| Home Just In Communities Forums Beta Readers Dictionary Search | Login Register Extras |
A/N hey, this stofry has been a long time in the running, but I still haven’t really got a good idea of where it’s going to go. Let me know whether you like it or not - I will be happy to return reviews etc. Erg...this chapter needs improving, and it’s fairly short. Any advice is very welcome :) I'm going to order the chapters according to the periodic table (H is 1, He is 2 etc). Seriously don't think I'll get past Zinc though!
H: Damn Dead Russian Chemists
Kal
I collect things: matchsticks, books, memorabilia mainly, the sort of stuff that makes me happy and who I am. My new room is becoming a grotto of old railway signs and figurines and colour. It is beyond cool.
"This place is a tip."
This comes from my older brother who is twenty six, unemployed, and still lives at home with our Dad. His idea of a hobby is making sure that he watches the football at least five times a week. He picks up my Skeletor action figure - mint condition, in the box, thank you very much - with a smirk.
"Sad," he says firmly. "You need a girl, Kal."
"Screw you."
Jim laughs and puts Skeletor back on top of the fridge - crooked, of course. I straighten him irritably.
"It's a collector's item," I say coldly, before deciding to speak in a language that he might actually be able to understand. "These things go for a lot on ebay."

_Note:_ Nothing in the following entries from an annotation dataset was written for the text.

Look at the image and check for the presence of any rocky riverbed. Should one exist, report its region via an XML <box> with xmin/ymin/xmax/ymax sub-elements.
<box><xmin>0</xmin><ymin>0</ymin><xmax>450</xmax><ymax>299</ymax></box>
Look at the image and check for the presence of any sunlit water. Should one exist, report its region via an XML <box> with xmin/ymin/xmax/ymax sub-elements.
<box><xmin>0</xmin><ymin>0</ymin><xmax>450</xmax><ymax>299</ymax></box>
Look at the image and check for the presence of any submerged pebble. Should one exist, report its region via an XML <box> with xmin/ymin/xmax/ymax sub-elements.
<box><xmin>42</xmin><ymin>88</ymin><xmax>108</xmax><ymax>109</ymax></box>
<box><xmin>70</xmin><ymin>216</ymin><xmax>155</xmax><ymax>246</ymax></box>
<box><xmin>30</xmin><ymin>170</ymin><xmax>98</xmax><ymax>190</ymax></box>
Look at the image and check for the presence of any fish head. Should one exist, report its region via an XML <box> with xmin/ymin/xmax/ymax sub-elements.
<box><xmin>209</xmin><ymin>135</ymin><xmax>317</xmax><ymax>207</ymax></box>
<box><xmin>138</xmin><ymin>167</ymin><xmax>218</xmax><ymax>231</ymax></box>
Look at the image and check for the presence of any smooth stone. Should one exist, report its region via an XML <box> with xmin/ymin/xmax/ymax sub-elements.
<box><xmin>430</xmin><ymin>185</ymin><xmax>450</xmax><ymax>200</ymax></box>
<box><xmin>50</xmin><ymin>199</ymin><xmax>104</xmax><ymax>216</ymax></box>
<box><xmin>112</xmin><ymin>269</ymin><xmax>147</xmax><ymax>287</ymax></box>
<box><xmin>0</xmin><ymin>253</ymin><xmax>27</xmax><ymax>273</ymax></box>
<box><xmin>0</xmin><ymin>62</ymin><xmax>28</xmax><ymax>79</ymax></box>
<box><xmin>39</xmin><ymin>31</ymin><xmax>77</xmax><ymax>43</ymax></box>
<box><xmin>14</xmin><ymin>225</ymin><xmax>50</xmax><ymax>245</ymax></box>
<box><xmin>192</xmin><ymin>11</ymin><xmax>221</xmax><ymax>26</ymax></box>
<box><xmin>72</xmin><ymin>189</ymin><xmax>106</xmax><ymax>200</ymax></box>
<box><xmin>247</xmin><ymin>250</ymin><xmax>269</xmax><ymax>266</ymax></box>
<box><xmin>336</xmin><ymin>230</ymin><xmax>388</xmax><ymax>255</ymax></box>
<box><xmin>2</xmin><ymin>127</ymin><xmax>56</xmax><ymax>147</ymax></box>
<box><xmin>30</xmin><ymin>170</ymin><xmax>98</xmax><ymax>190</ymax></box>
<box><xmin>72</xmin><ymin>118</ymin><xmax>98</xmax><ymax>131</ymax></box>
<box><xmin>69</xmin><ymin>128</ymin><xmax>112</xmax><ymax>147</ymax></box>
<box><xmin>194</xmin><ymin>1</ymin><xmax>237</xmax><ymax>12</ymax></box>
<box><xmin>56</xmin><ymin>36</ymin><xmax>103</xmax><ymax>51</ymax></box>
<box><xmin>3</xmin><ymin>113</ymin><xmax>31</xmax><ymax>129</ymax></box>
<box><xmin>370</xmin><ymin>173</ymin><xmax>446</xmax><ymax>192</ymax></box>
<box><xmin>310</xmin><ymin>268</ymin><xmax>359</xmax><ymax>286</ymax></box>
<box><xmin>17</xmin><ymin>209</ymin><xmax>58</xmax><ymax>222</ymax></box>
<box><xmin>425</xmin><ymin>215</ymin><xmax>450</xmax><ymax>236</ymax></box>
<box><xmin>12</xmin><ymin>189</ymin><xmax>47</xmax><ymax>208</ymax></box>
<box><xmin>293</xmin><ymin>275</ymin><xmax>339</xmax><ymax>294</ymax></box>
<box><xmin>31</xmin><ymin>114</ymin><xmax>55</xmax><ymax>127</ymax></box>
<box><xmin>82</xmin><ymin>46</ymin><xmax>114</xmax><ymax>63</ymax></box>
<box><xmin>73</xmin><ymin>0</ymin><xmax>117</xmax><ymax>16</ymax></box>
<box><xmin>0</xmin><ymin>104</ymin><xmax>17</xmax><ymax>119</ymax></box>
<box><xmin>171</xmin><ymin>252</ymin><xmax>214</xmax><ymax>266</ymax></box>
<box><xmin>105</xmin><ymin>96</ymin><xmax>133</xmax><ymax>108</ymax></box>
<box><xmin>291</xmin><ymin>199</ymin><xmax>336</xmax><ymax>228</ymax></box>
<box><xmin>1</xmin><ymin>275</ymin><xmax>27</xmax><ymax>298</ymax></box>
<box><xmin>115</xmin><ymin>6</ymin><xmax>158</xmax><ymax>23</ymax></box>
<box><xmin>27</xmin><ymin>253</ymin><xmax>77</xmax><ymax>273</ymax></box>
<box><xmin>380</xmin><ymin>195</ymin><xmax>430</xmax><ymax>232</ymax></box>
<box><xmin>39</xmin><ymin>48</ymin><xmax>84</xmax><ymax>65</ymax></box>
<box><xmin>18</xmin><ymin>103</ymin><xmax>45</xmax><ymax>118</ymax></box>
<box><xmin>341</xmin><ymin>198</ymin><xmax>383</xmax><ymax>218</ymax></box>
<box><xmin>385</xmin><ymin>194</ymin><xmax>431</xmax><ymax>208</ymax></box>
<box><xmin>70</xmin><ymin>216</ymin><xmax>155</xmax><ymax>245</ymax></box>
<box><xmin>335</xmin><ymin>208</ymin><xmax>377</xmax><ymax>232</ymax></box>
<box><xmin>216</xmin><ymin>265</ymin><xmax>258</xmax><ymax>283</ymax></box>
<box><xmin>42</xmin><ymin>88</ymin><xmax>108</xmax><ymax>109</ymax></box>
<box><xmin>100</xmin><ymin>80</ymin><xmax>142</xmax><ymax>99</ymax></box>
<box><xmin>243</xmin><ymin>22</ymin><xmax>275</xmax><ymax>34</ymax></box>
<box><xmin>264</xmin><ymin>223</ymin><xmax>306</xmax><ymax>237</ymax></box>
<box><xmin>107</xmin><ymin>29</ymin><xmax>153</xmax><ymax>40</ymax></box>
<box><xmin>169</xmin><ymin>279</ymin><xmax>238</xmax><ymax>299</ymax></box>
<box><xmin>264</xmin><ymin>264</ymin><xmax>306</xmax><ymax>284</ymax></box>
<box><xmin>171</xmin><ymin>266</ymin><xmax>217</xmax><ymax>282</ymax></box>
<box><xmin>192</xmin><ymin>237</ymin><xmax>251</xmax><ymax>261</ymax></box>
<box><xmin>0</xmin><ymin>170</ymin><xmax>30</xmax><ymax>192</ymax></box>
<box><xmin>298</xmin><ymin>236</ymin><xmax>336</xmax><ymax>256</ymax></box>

"So sell them all," Jim snorts.
I give him a long look; he might as well have just asked me to strip naked and run through town. "That's not the point. I've been collecting these for years. I can't just sell them; I collect them to have them, not to make money by selling them to people who won't appreciate them-"
"Like you do? Someone who won't love them like you do?" He laughs loudly and walks over to my suitcase. As he pulls out a large laminated poster of the periodic table, his smug grin grows.
"Exactly," I say. "No one will love them like I do. No one will tuck them into bed every night like me, no one will take them out for expensive meals like me, and no one will knit them little jumpers for when they're cold like me." I think I might be taking this too far, but mocking myself is easy, and it's nice to do it before Jim does.
"How are you my brother?"
I smile at him politely and start to explain exactly how sex works. I am a biologist, after all, and we love sex. Yes, oocyte activation by fertilisation makes me break out into a hot sweat every time I think about it. Jim likes to believe that while he wanks over naked girls with fake tits, I choose diagrams of chromosomes. Who can blame him? I am his pet freak-brother. And chromosomes are cool.
Jim rolls his eyes and tells me that I have a serious problem.
"Well, sometimes, when I lie in bed alone, I think about meiosis. All night long."
"A serious problem," he says again.
The problem? That I am a nerd. Yes, these things probably should be screened before birth, but the country is run by nerds and our natural instinct is to proliferate. We are the stem cells of England and we kick arse. Jim pretends not to like what I am, but in reality it gives him something to talk about. Whenever he brings a new slag home and I'm there, they have something to scoff over - I make quite a nice little conversation piece. I don't know what he would do if I was popular and good-looking and didn't talk to dead scientists on a regular basis. I guess his inferiority complex would double. Or maybe triple. Yes, my brother has his issues too.
Jim leaves when we've had time to unpack everything and grab some lunch from town - two meal deals, I picked the bean wrap. He gives me a slightly awkward pat on the back, smiles, and gives me some brotherly advice to help me on my journey through university.
"Don't fuck up."
Deep.
I watch his bashed up car drive away like it's happening in slow motion. Folding my arms, I feel weirdly cold and alone. Well, maybe not weirdly; I am alone. Completely alone. I don't know this college, and I certainly don't know any of the weird clever people who live here. When Jim and I first arrived, we caught a couple of girls in the corridor comparing calculators - graphical calculators with manuals bigger than your head, calculators that would blind you if you ever tried to work them out. Sexy. Now these girls are 'my sort of people', but I am still scared. How am I meant to get on with anyone new if I barely even know myself most of the time?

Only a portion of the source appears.